Looking ahead to the next twenty-five years, the pioneering spirit of the lab remains intact.  The Libraries are currently working to transform its digital collections and reimagine how users will interact with them–whether it is alumni searching for photos or digital humanities researchers doing text and data mining. The Libraries are also expanding their digital collections to encompass new formats–including photographs, video, audio, and oral histories–which have not previously been accessible online. 

In close coordination with stakeholders across the university and academia, and in partnership with the Islandora community, the digital collections team is helping to develop the future home of online content: the Islandora 8 digital collections platform. Islandora 8 will enable a reimagining of digital collections access by including linked data as within the descriptions, taking an important first step to making collections easier to find in search tools like Google, and connecting those collections to one another.
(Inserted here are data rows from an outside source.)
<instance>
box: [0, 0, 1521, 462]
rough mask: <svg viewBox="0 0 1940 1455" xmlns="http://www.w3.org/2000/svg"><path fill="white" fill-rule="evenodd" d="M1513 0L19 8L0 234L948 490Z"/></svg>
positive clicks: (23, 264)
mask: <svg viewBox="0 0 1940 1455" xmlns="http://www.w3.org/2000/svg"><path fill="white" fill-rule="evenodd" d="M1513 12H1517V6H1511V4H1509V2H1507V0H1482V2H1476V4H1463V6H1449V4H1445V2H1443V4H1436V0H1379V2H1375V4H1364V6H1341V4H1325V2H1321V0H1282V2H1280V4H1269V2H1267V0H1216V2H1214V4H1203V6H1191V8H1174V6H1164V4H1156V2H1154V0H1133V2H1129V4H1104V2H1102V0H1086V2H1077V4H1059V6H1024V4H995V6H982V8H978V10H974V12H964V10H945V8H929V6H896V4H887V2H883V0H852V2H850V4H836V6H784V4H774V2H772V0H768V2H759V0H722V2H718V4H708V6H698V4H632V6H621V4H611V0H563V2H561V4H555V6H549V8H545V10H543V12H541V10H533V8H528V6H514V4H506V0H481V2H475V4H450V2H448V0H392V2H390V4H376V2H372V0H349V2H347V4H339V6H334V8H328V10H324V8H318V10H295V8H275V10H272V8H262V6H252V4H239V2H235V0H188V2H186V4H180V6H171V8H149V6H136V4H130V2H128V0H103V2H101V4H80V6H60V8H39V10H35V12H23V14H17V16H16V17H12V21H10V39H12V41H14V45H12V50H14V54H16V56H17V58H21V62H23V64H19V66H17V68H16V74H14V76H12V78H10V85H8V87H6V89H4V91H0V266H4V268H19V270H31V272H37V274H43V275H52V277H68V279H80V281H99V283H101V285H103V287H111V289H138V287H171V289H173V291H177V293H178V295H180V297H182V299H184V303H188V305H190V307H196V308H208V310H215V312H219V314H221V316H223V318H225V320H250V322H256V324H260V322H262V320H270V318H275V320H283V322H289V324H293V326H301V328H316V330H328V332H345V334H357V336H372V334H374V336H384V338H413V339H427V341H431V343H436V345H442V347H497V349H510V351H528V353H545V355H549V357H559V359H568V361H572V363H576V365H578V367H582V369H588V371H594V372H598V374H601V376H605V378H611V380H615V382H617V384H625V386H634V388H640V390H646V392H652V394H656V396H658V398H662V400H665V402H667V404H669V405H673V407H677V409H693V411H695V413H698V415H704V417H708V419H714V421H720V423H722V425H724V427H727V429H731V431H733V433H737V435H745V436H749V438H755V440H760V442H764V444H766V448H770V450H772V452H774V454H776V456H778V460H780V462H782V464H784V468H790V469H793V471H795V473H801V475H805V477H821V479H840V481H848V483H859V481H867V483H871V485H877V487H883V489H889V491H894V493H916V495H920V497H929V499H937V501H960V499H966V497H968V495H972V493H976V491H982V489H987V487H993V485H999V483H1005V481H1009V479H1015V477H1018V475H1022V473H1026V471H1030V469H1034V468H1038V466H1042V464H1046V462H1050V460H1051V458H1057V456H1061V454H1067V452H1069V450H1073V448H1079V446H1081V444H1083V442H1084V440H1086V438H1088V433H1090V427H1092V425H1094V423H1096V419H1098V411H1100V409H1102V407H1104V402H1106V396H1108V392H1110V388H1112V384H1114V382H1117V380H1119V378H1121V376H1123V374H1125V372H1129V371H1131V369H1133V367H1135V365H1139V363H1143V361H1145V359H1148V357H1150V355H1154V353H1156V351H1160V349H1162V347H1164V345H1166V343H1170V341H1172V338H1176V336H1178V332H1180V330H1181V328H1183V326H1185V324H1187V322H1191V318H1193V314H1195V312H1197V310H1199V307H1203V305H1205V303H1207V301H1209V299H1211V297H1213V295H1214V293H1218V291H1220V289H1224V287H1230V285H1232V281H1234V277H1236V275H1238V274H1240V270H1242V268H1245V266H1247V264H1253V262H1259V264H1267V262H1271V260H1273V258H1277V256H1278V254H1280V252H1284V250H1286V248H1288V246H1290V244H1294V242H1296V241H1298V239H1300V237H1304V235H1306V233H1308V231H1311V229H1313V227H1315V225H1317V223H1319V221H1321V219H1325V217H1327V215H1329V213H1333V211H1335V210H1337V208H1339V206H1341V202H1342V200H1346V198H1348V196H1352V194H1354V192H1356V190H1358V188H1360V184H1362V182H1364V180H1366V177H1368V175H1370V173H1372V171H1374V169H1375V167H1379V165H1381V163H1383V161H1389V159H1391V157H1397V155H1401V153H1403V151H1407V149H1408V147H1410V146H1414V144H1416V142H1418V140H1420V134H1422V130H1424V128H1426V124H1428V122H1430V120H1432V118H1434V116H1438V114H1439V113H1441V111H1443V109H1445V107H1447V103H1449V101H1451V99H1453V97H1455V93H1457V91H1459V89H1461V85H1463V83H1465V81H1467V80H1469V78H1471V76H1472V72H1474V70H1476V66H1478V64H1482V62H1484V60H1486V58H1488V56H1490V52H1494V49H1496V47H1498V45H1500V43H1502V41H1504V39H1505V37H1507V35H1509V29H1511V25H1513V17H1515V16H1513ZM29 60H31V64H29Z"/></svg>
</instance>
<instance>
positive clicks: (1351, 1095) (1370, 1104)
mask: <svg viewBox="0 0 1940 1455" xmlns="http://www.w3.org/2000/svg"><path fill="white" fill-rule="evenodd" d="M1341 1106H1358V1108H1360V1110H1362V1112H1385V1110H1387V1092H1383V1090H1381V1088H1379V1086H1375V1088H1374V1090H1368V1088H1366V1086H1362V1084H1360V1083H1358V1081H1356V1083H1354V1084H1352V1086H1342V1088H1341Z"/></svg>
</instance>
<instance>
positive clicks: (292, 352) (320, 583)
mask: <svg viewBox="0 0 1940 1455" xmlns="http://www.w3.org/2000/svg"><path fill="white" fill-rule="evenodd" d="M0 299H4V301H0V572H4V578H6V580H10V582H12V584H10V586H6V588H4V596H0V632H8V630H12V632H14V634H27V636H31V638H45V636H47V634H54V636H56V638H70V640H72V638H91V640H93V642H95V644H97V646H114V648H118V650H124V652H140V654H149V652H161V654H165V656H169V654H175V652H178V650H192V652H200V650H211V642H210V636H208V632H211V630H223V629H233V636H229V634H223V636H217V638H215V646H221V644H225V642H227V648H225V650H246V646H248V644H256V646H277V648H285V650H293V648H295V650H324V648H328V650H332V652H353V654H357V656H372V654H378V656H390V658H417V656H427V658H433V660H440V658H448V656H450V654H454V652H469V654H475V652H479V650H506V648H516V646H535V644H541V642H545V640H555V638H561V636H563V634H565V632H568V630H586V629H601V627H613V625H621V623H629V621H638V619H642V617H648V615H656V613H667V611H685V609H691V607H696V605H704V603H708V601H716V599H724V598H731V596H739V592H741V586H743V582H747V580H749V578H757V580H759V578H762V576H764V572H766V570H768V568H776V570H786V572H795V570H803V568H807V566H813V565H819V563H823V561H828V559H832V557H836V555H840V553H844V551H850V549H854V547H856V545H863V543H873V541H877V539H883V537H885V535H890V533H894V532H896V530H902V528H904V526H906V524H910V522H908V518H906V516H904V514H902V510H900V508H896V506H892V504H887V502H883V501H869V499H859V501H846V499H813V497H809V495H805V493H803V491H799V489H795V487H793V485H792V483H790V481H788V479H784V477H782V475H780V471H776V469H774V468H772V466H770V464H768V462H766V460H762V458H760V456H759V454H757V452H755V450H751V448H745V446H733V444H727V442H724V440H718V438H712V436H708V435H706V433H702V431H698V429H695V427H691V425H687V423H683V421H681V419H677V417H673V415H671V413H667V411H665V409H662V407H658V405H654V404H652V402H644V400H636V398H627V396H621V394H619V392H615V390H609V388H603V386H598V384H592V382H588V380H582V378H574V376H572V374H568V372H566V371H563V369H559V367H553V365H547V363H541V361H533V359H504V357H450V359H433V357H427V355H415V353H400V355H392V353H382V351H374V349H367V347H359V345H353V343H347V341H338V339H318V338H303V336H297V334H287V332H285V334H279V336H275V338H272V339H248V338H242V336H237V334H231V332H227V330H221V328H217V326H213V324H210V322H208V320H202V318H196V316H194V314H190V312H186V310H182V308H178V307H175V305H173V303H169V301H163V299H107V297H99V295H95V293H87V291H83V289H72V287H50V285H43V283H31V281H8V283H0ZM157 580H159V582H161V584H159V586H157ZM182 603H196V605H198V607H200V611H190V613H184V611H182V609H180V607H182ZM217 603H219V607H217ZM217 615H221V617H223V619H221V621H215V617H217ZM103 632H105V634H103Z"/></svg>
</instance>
In the past, the Libraries have tapped into CMU’s entrepreneurial nature to develop their own digital collections tools–now that energy has been redirected to larger community-driven projects that will also impact other archives, libraries, and heritage institutions.  

Top Image: Scanner Operators Joe Mesco and Jon McIntire work out of the Libraries Digitization Lab, housed in the Libraries’ offsite location at 6555 Penn Avenue.

Bottom Image: Jon McIntire inspects a slide before scanning.